The making of the wine is the easy part, you know after it is barreled and you are just waiting on it to do its thing. It's the work prior to all that, that is the hard stuff.
When you arrive at 6am and process over a 50 bins of fruit in one day, which turns into a 14 hour day, you start to question yourself! Like, what the hell am I thinking?!
When processing so much white wine that you despise the winepress because you have to clean it and you are dog tired. Thanks to Ike, I never had to clean the inside of the white press. Whew!
Or when your arms hurt so bad from tilting bins over the destemmer, that you appreciate that their are grates over this hopper, so that should you fall in, you will not be destemmed yourself. Thanks to Jeff, the winemaker, he did all this tilting.

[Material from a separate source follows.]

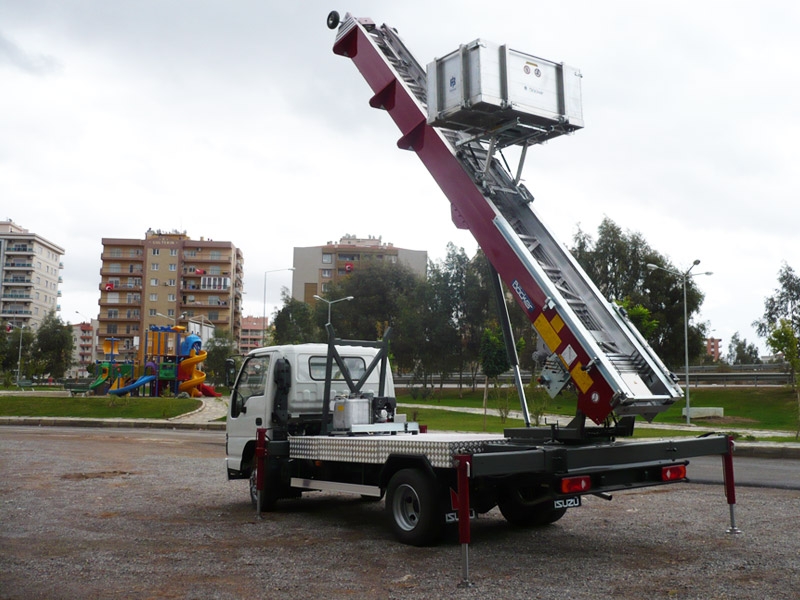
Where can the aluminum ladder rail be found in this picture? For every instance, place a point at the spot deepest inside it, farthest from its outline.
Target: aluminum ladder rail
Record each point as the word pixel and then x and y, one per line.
pixel 592 342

My job, well, I got to shovel stems from one bin to the next. I got to get inside the stem box when both were full and stomp them down. I got to lift bins, rinse them out and push them out of the way. Seems like a fluff job, but I will tell you it isn't. I have muscles that I didn't know I could have. My arms are still sore just to think about those extremely long days. My body hurt so bad at night, that no amount of pain cream could make it feel better! I was successful in NOT getting stung by any bees! Ike, was not so lucky, he got stung twice!
I cleaned so much that I think I became water logged. You don't realize what a mess you create with grapes skins. They are everywhere. Just when you think you have it all cleaned and are beaming with achievement, you find a pack of grape skins laughing at you in a corner you missed.
The red press, I will claim as mine. I have been the one to clean this one. Much easier because you don't have to crawl inside something. One thing is for sure, you figure out real quick how to be less messy. You find that if you move the box catching all the skins and seeds after the white press, just a little to the left, you catch it all. That flushing out hoses inside the stem box instead of on the ground, you create less mess. Ike and I figured this out and in the end, cleanups were way better.
I knew what punch downs were, they are a great Ab workout. But pump overs are arm bruisers. What's the difference? One you use a metal flat wand type thing to push down the cap on the red wines. Pump over is when you use a hose from the tank you are pumping over to bring the juice gushing out threw a hose you are holding to push down the cap. Yes, you would think this is easy, but if you are a fireman, then you know that the power coming from that hose requires a greater grip and a little more control. I did on a couple of occasions redecorate the ceiling from white to red. :)
Cleaning out a poly tank is much easier and quicker than a stainless steel tank. I did the poly tanks, for the most part. Ike and I would shovel out what we could of the stainless tanks. We would then put a fan on the top to push all the gasses out the front of the tank so that winemaker Jeff could get inside and push the rest out. Team work is what we had. We were a team of 3!
White pump overs were pretty painless. You pump all but the lees and then you filter those. That was more of moving from tank to tank and cleaning filters.
Filling barrels is pretty fun. You get to use your sense of touch because the wine filling the barrel is very deceiving as to where it is at. Can't report to many over fillings at this point.
Did I mention the amount of water and cleaning? You must like water and you MUST invest in a pair of rain boots. Your feet will appreciate it. You must also not care if you get dirty. You will go home with grape stained clothes and skin.
We are pressing the last of the reds off on Oct 23rd. This will be my last day for Harvest. I can't tell you how excited I am to try the wines we processed this year. We did Pinot Gris, Pinot Noir, Riesling, Chardonnay and Niagara. For the first time, winemaker Jeff is trying a White Pinot Noir. He is bringing back an oaked Chardonnay, it has been since 2008 that he made one of those.
I will be able to attest to the 2014 vintage of wines like a pro! Thank you Oak Knoll Winery, winemaker Jeff and cellar master Ike for allowing me to participate. It was an awesome experience!